This workshop is intended for undergraduate/graduate students and researchers interested in learning cosmology and numerical computations using CosmoMC and MontePython. During this workshop, participants will learn:
- Basic cosmology including cosmological perturbation theory.
- Bayesian statistics and Markov Chain Monte Carlo (MCMC) technique for analysing parameter constraints for data.
- The use of CosmoMC with CAMB.
- Utilizing MontePython with CLASS.
- Piyabut Burikham, Chulalongkorn University, Thailand
- Teeraparb Chantavat, Institute for Fundamental Study, Naresuan University, Thailand
- Kamphee Karwan, Institute for Fundamental Study, Naresuan University, Thailand
- Nandan Roy, Centre for Theoretical Physics and Natural Philosophy, Mahidol University, Thailand
- Chakkrit Kaeonikhom, Chiang Mai Rajabhat University, Chiang Mai, Thailand
- Utane Sawangwit, National Astronomical Research Institute of Thailand, Thailand
- Poom Kumam, King Mongkut's University of Technology Thonburi, Thailand
**Limited availability upto 30 participants. The attending participants will be announced at later time. The participants must bring his/her own computer/laptop to the workshop.
CosmoMC (Cosmological Monte Carlo) is a software tool used in cosmology and astrophysics for exploring and analyzing the parameter space of cosmological models. It is primarily employed in the context of Bayesian parameter estimation from cosmological data, particularly in the study of the cosmic microwave background (CMB) radiation, large-scale structure, and other cosmological observables.

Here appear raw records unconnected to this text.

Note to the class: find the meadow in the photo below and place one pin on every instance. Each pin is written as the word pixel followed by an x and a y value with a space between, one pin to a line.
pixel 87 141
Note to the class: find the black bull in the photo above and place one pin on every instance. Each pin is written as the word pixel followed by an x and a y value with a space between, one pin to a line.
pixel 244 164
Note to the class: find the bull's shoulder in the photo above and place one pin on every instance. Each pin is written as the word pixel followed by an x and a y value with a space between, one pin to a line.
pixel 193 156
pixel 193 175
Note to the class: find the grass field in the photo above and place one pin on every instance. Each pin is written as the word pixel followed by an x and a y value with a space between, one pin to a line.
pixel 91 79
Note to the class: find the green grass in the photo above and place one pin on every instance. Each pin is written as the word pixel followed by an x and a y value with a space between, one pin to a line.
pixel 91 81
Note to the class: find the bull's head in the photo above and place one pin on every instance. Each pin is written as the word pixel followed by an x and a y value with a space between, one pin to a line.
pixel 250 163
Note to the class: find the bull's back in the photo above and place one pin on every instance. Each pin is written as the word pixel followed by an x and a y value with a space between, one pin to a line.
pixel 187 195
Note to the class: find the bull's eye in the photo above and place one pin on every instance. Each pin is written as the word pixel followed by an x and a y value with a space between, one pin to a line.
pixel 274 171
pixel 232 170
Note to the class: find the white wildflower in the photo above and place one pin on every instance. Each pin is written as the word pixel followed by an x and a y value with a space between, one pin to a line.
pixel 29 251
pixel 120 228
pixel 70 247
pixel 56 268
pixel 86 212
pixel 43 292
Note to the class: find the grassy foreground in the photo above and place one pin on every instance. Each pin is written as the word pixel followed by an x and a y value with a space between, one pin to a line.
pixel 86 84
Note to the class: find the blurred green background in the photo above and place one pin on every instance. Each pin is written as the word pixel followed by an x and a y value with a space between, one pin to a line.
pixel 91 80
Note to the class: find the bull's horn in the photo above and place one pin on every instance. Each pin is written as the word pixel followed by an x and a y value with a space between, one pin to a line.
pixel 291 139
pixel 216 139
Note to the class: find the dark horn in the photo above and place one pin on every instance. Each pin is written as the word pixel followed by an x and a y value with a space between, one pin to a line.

CosmoMC utilizes Markov Chain Monte Carlo (MCMC) techniques to sample the parameter space of cosmological models and estimate the likelihood of these models given the observed data. This enables researchers to constrain and study the values of various cosmological parameters, such as the density of dark matter, dark energy, and the spectral index of primordial fluctuations. It is often used in conjunction with other cosmological analysis tools like CAMB (Code for Anisotropies in the Microwave Background) for calculating theoretical predictions.
Researchers use CosmoMC to compare theoretical cosmological models with observational data, helping to refine our understanding of the universe's properties and evolution. It's a valuable tool for performing Bayesian parameter estimation in the field of cosmology.
MontePython is a software tool used in the field of cosmology for conducting Bayesian parameter estimation from cosmological data. It is similar in function to CosmoMC, which I mentioned earlier. MontePython uses Markov Chain Monte Carlo (MCMC) techniques to sample the parameter space of cosmological models and estimate the likelihood of these models given observed data.
Researchers in cosmology and astrophysics use MontePython to analyze a wide range of cosmological data, such as data from cosmic microwave background (CMB) experiments, large-scale structure surveys, and other astrophysical observations. The tool allows for the exploration and constraints of various cosmological parameters, helping researchers to determine the best-fitting models that describe the universe's properties and evolution.
MontePython is a flexible and customizable software package that can be adapted to different cosmological models and datasets. It provides a framework for performing advanced statistical analyses and comparing theoretical models to observational data, contributing to our understanding of the cosmos and the fundamental parameters that describe it.